This is a page that curates AI-related papers published worldwide. All content here is summarized using Google Gemini and operated on a non-profit basis. Copyright for each paper belongs to the authors and their institutions; please make sure to credit the source when sharing.
SWE-bench and its variants have limitations such as limited repositories, manual work dependency, lack scalability, and have risks of overfitting and data contamination. In this paper, we present SWE-bench-Live, a new benchmark that can be updated in real time, to overcome these limitations . SWE-bench-Live consists of tasks extracted from 93 repositories based on 1,319 GitHub issues created after 2024, and each task provides a dedicated Docker image for reproducible execution.

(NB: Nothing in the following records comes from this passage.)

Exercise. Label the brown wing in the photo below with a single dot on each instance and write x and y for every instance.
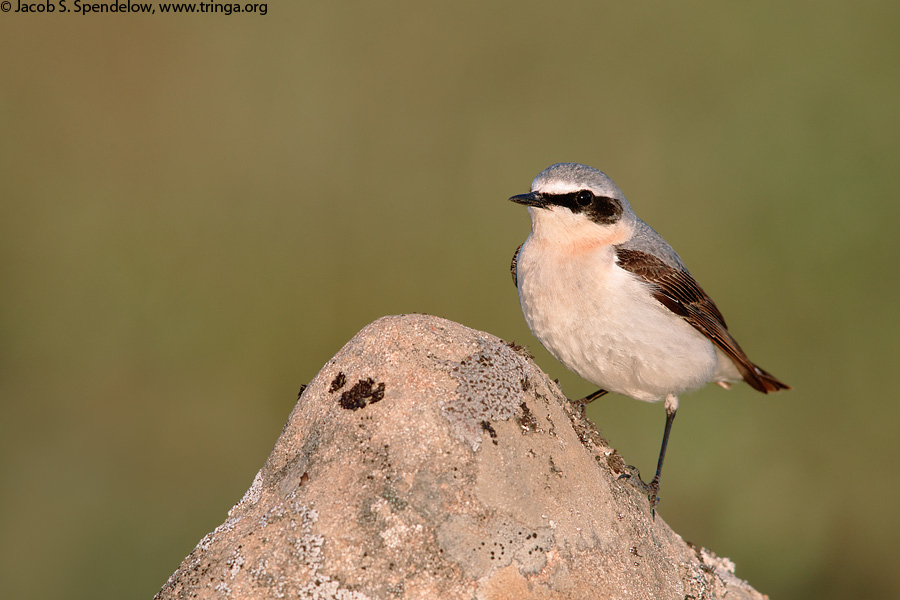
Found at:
(680, 293)
(513, 265)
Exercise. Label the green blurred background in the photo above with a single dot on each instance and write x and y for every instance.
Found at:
(197, 212)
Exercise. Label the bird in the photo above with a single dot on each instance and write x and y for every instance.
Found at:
(610, 299)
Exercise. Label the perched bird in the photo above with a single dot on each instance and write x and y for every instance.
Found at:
(613, 302)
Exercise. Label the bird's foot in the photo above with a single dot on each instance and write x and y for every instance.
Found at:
(633, 475)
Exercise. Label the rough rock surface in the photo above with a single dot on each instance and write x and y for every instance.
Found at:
(430, 460)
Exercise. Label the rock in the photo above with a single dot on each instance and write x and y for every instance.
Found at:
(430, 460)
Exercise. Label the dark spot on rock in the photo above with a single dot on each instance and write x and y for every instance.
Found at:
(520, 350)
(362, 394)
(616, 462)
(526, 420)
(339, 381)
(486, 425)
(526, 384)
(554, 469)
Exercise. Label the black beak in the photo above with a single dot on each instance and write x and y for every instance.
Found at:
(529, 199)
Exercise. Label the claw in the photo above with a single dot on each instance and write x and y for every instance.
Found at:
(651, 490)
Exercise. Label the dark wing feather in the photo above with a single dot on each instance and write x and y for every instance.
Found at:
(679, 292)
(513, 265)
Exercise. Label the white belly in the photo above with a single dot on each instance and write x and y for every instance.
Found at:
(602, 323)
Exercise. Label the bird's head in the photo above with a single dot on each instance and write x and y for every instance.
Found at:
(577, 206)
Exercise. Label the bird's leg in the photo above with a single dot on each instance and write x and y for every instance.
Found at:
(591, 397)
(671, 408)
(582, 404)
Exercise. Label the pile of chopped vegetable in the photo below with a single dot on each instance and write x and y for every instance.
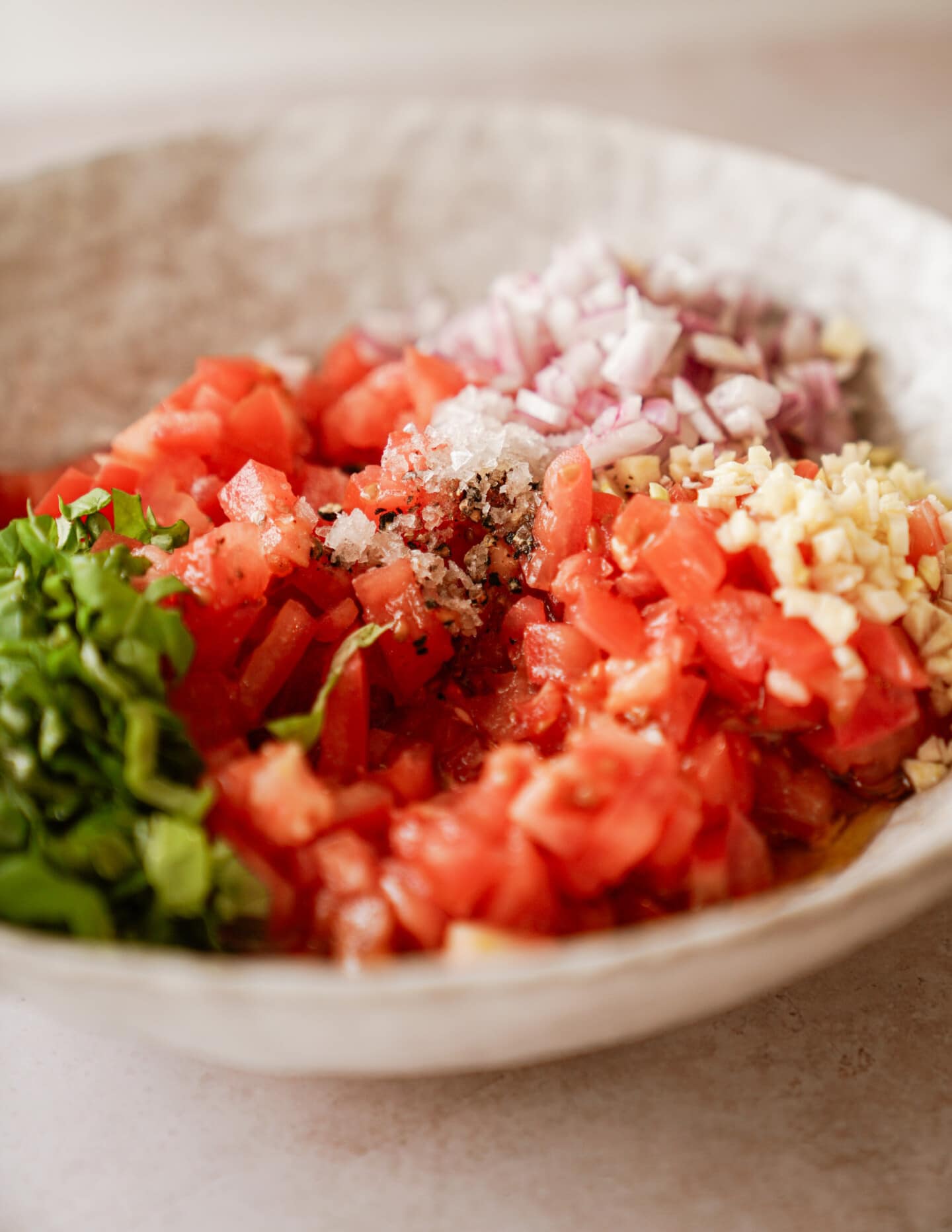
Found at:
(569, 611)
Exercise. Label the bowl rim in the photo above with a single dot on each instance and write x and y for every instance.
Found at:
(579, 958)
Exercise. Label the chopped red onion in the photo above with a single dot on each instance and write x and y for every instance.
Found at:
(635, 438)
(641, 354)
(742, 392)
(662, 413)
(541, 409)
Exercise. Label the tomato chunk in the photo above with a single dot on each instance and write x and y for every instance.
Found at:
(563, 516)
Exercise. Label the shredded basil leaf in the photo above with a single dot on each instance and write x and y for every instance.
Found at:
(305, 728)
(101, 806)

It automates the process from instance creation to environment configuration through the automated curation pipeline, \method, to enable scalability and continuous updates. It shows performance differences compared to existing benchmarks, and performs detailed analysis according to repository source, issue recency, and task difficulty.
Takeaways, Limitations
•
Takeaways:
◦
We present SWE-bench-Live, a benchmark that can be updated in real time, to overcome the limitations of existing benchmarks (dependence on manual work, storage limitations, and data corruption risk).
◦
Scalability and continuous updates possible through automated curation pipeline.
◦
Reflects a realistic software development environment, including various repositories and up-to-date issues.
◦
Evaluate and analyze the performance of modern LLM and agent frameworks to identify performance differences.
•
Limitations:
◦
Benchmark data to date is limited to GitHub issues from 2024 onwards (time constraints on data).
◦
\Method The detailed description of the specific algorithm and performance of the pipeline may be lacking.
◦
The level of support for various programming languages and development environments is not explicitly stated.